Sneak Preview: DHS May Expand Disaster Assistance Review Criteria

October 25, 2012 | By Jerry Ashworth | Post a Comment

(The following was excerpted from an article in the Federal Grants Management Handbook.) The Department of Homeland Security is reviewing how it determines a jurisdiction’s ability to respond to and recover from a disaster including its ability to do so without federal assistance after a recent Government Accountability Office report found that the current criterion the agency uses is outdated.

The federal government received 629 disaster declaration requests between 2004 and 2011, and approved 539 (86 percent), with 71 percent of these declarations due to severe storms. The Federal Emergency Management Agency obligated about $80 billion, or an average of $10 billion a year, from the Disaster Relief Fund during this period. However, FEMA anticipated that when all 539 declarations are closed, total DRF obligations will be about $91.5 billion, exceeding the anticipated amount obligated.

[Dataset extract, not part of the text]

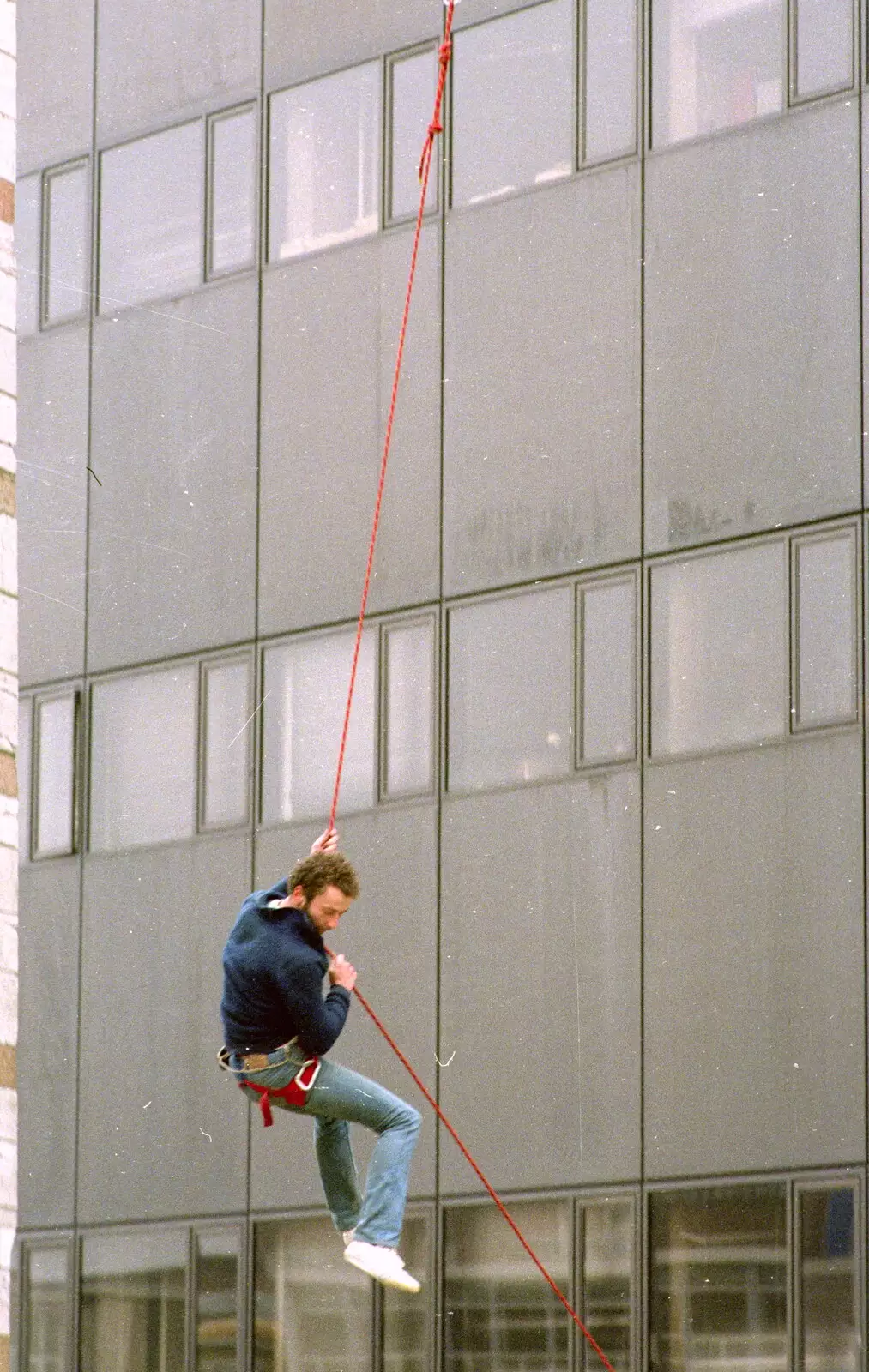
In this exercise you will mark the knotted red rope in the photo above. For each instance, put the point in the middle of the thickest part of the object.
(425, 169)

FEMA primarily relies on a single criterion, the per capita damage indicator, to determine whether to recommend to the President that a jurisdiction should receive public assistance funding. This indicator was set at $1 in 1986, and rose only to $1.35 as of fiscal year 2012. For example, a state with 10 million people would generally have to incur $13.5 million in estimated eligible disaster damages to public structures for FEMA to recommend that a disaster declaration is warranted. However, this increase does not truly reflect the rise in per capital personal income since then or the effects of inflation. GAO determined that the rate would be $3.57 in 2011 had it been adjusted for increase in per capita income and $2.07 in 2012 had it been adjusted for inflation.